Measuring Word Frequencies for an Evolving Lexicon
Elizabeth Leeds Hohman, (Naval Surface Warfare Center), firstname.lastname@example.org
This work is part of a larger project to analyze streaming documents such as news articles or web logs. The project uses a graph representation of the documents and provides dynamic methods for clustering and viewing the documents. As part of that project, a vector space model is used to represent the documents. In the vector space model, each document is represented as a vector with each dimension of the vector corresponding to a different word in the lexicon. The entries of the vector depend on the number of times the corresponding word in the lexicon occurred in the document. The entries are usually scaled by the frequency of the word in the corpus. This decreases the effect of common words that occur in many documents and increases the effect of rare words that signify the content of the document.
The data in this project are considered in a streaming fashion such as news articles or newsgroup entries collected in time. If we no longer assume a fixed corpus, we cannot use a fixed-dimensional vector space model. Since the lexicon cannot grow without limit, approximations must be made to the representation. New words will appear in documents while words that have been seen in the past might not be seen again. Since the lexicon is constantly changing, we cannot pre-assign dimensions of the vector space to specific words. Also, since vector entries are dependent not only on the frequency of the word in the document but also on the frequency of the word in the corpus, the corpus frequency must also be approximated in the case of streaming documents.
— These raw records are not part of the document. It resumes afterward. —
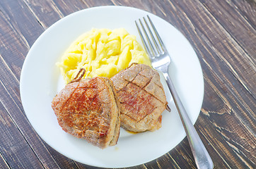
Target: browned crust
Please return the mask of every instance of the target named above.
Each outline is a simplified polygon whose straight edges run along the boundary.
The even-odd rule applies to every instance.
[[[168,103],[158,72],[134,63],[112,80],[121,105],[121,126],[136,132],[159,129]]]
[[[117,144],[120,107],[112,84],[104,77],[87,78],[66,85],[52,107],[65,132],[105,148]]]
One solution to approximating the corpus frequency is to use a time window and calculate the frequency within that window. In this work, we use an exponentially weighted moving average where the parameter allows for varying the amount of history influencing the value. Since the parameter influences the amount of emphasis on past documents, we should expect streaming text sources that are changing more rapidly to require a different value than sources which change at a slower rate. We will examine simple classifiers and simple datasets in order to monitor classification performance as a function of this parameter. Although the focus will be on calculating word frequencies for the evolving lexicon, other details of text processing of streaming documents will also be presented.